Projectname:
X-ray system for measuring the local material structure of fiber-based materials
Workgroup: Packaging materials
Research Partner and Scientific Guidance: Fraunhofer-Institut für Verfahrenstechnik und Verpackung IVV, Dresden, Cedric Sanjon
Financing: IVLV
Duration: 2023 – 2024
The acceptance of packaging made from oil-based plastics is decreasing due to the problems regarding recycling. Consequently, the pressure on industry and science to develop and implement sustainable packaging solutions with packaging materials made from renewable raw materials is increasing. Due to these developments, the limitations for the use of fiber-based materials, such as paper and paperboard, in advanced packaging solutions, would be reconsidered. Currently, there is often insufficient knowledge about the present properties of the material structure in the industrial processing of fiber-based materials. For this reason, the influence of material structure on formability was investigated as part of a DFG project 415796511 "Improved process stability in three-dimensional paper forming by numerical mapping of material inhomogeneity". The results have shown that the inhomogeneous thickness or density and fiber orientation distribution or the combination of the respective material structure have an influence on the elongability and due to the inhomogeneous distribution of the material structure arise a local elongation concentration, which leads to premature fracture.

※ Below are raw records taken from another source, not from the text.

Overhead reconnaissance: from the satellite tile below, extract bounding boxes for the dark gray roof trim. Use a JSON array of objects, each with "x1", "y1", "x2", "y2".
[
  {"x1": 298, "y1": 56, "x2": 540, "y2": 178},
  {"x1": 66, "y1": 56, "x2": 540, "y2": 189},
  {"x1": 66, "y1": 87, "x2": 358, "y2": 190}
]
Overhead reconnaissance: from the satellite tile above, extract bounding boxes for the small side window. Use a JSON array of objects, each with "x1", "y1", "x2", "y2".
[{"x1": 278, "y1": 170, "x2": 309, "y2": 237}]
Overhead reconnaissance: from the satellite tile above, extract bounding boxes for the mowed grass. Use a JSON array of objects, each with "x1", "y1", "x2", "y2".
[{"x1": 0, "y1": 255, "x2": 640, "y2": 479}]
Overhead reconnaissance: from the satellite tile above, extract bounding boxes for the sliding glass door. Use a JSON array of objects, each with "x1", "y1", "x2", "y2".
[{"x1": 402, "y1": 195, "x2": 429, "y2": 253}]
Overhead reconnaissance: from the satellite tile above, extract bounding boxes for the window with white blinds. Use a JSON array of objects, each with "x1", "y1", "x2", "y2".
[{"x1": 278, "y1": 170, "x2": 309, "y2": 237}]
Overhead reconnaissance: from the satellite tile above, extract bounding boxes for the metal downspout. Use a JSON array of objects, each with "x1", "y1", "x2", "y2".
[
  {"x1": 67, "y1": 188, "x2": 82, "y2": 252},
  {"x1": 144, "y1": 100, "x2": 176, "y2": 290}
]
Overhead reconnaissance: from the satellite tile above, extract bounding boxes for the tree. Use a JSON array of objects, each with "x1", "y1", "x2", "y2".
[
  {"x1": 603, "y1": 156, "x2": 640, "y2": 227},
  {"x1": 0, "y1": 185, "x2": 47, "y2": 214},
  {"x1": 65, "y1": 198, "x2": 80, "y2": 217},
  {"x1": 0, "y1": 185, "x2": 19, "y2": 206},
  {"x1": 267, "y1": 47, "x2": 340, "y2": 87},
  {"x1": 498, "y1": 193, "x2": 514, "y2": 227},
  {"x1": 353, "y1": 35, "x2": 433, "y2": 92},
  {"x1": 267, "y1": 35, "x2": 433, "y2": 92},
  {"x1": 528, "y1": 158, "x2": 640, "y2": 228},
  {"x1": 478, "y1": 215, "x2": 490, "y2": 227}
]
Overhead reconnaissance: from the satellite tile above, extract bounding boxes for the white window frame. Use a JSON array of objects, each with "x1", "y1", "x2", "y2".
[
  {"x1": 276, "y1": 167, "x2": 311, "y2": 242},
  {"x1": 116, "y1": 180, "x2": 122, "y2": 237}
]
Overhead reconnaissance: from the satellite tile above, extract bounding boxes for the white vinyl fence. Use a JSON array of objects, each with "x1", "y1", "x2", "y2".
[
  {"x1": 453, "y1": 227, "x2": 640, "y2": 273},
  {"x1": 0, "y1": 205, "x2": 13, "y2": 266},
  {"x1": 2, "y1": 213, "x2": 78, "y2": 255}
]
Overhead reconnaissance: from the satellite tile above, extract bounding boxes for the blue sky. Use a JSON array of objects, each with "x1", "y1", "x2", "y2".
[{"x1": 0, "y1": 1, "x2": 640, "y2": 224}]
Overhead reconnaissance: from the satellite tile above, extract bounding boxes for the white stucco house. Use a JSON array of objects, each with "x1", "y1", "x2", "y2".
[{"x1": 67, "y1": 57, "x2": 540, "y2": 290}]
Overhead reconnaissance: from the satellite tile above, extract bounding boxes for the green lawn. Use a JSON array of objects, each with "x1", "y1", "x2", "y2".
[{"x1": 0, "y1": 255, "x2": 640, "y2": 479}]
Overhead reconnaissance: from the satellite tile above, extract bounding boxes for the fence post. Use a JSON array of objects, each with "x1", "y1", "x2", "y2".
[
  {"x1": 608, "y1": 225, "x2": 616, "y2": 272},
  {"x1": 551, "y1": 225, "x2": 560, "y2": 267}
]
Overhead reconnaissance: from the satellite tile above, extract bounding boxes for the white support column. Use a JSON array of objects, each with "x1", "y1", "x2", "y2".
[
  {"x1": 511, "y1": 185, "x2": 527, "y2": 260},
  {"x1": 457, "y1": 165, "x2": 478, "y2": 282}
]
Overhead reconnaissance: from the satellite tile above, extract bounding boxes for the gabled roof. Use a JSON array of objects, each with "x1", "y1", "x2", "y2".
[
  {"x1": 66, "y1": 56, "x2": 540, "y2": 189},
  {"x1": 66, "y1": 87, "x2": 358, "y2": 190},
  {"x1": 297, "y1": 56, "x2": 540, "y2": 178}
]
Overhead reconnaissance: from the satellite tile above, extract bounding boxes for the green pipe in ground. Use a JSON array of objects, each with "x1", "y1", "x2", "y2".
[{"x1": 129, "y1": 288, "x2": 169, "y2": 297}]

The approach of the Fraunhofer IVV is to measure and monitor the local thickness, mass and fiber orientation of fiber-based materials using a transmitted light system. Based on the material transmission as a function of the light intensity, the transmitted light of the specimen enables the local physical material structure such as the thickness, density and fiber orientation distribution to be recorded. The fiber-based material is penetrated by a light source of defined wavelength from one side. From the other side of the fiber-based material there is a capturing device, e.g. a camera, which measures the light intensity. The measuring method is based on the assumption that there is a defined relationship between transmitted light and material structure. This measurement method is particularly suitable for opaque materials. The specific relationship between the opacity of the measured material and the physical structure must be determined before the measurement. This process is part of the necessary calibration method.
The results from the project will be used as the basis for a research proposal relating to the development of a method for adaptive adjustment of the forming parameters as a function of the inline material structure and for predicting the manufacturability of packaging and the packaging quality.